Comment below says millisecond and here you said microsecond. Which one is it?
There was a problem hiding this comment.
thanks for noticing! it's always milliseconds
pkg/pillar/types/newlogtypes.go Outdated
| // GetUUIDFromFileName extracts a UUID from a filename with dot-delimited parts | ||
| func GetUUIDFromFileName(filename string) (string, error) { | ||
| // UUID regex pattern (supports v4 UUIDs like "123e4567-e89b-12d3-a456-426614174000") | ||
| uuidRegex := regexp.MustCompile(`[a-fA-F0-9]{8}-[a-fA-F0-9]{4}-[a-fA-F0-9]{4}-[a-fA-F0-9]{4}-[a-fA-F0-9]{12}`) |
There was a problem hiding this comment.
Define as a local variable in the file?
| | ||
| // Check each part for a UUID match | ||
| for _, part := range parts { | ||
| if uuidRegex.MatchString(part) { |
There was a problem hiding this comment.
Or call the UUID parser function we use elsewhere?
There was a problem hiding this comment.
I think we mostly use uuid.FromString, which returns a UUID type and I'm fine with string
Instead of parsing filenames according to a certain schema, we should use regexp to look for timestamps or UUIDs. This way the file names can change in the future without affecting backward compatibility with the existing code for parsing filenames. Signed-off-by: Paul Gaiduk <paulg@zededa.com>
Since not all logs in persist are to be sent, we rename LogRemainToSendMBytes to MaxGzipLogMBytesInPersist. This parameter represents the maxinum size of all gzipped logs in persist.
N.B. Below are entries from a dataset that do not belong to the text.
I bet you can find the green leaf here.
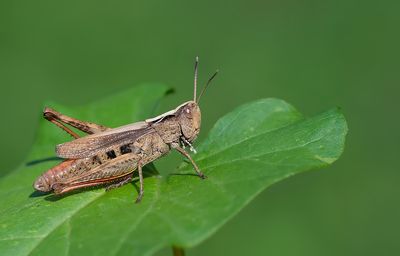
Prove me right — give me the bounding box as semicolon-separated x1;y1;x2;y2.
0;85;347;256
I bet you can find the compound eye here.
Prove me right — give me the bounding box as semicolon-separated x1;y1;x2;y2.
186;108;190;114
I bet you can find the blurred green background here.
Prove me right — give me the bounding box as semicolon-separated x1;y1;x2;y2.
0;0;399;255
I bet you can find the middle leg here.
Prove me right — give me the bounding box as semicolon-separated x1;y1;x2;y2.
135;160;144;203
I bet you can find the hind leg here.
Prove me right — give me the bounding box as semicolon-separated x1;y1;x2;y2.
43;107;110;137
105;173;134;191
52;153;146;202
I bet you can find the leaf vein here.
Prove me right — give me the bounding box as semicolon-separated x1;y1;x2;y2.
65;219;71;256
27;192;104;256
112;180;161;256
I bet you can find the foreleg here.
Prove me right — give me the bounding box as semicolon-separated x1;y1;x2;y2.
173;144;206;179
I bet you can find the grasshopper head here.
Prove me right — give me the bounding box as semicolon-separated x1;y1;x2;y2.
176;56;217;143
177;101;201;142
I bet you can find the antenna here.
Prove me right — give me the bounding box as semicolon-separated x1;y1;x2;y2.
197;69;218;103
193;56;199;102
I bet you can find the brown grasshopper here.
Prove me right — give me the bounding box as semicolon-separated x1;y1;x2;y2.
33;57;217;203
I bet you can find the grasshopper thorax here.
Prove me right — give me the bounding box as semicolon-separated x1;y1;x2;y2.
177;101;201;143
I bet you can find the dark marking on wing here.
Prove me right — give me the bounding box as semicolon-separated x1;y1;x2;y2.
106;150;117;159
93;155;102;165
120;144;132;154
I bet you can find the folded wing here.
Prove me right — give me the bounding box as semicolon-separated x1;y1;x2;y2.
56;121;153;159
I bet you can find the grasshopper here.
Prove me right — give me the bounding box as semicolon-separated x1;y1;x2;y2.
33;57;217;203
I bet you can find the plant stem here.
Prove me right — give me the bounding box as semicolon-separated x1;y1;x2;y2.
172;246;185;256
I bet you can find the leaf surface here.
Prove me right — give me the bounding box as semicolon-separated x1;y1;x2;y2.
0;85;347;256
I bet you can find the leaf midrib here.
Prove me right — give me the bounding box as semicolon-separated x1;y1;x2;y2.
197;117;301;162
200;135;326;171
197;113;335;165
Signed-off-by: Paul Gaiduk <paulg@zededa.com>
b703eb2 to 82178e5 Compare
I fixed this problem, by using the first digits-only part that we find between dots as a timestamp |
@OhmSpectator should I prepare another PR with changes to edge-view and newlog that would be merged right after this one before we merge this one? |
I don’t actually remember how we update Pillar as a library. Do we first need to get some kind of hash and add it to the go.mod file of another component? If it’s possible to do within the same PR (I’m not sure), I would prefer to do it that way. I always ask @christoph-zededa or @deitch when dealing with such things. |
Yes, that's how we usually do it, we need to first publish pillar before we can update it as a dependency in other modules. Afaik, it's not possible to do both in one PR. |
| | ||
| // Check each part for a timestamp match | ||
| for _, part := range parts { | ||
| if timestampRegex.MatchString(part) { |
There was a problem hiding this comment.
| if timestampRegex.MatchString(part) { | |
not needed, because you check the error of strconv.ParseInt later anyways.
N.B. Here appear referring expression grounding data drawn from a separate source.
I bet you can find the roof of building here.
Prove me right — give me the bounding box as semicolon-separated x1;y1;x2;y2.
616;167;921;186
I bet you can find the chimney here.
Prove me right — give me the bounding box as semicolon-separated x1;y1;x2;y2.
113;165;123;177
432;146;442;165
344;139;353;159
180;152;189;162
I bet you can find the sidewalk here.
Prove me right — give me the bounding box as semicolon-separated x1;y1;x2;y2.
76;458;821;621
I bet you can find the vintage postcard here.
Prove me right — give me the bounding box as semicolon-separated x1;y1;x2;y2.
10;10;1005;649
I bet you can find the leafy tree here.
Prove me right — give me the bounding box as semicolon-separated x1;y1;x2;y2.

Main commit is a8725c7. Instead of relying on a certain structure of log filenames, we should just use regexp to look for timestamps or UUIDs - this way the filename structure can change in the future, but it will still be backwards compatible with our filename parsing logic.
This PR contains the changes for pillar. In a later PR those changes will also be applied to newlog and edge-view.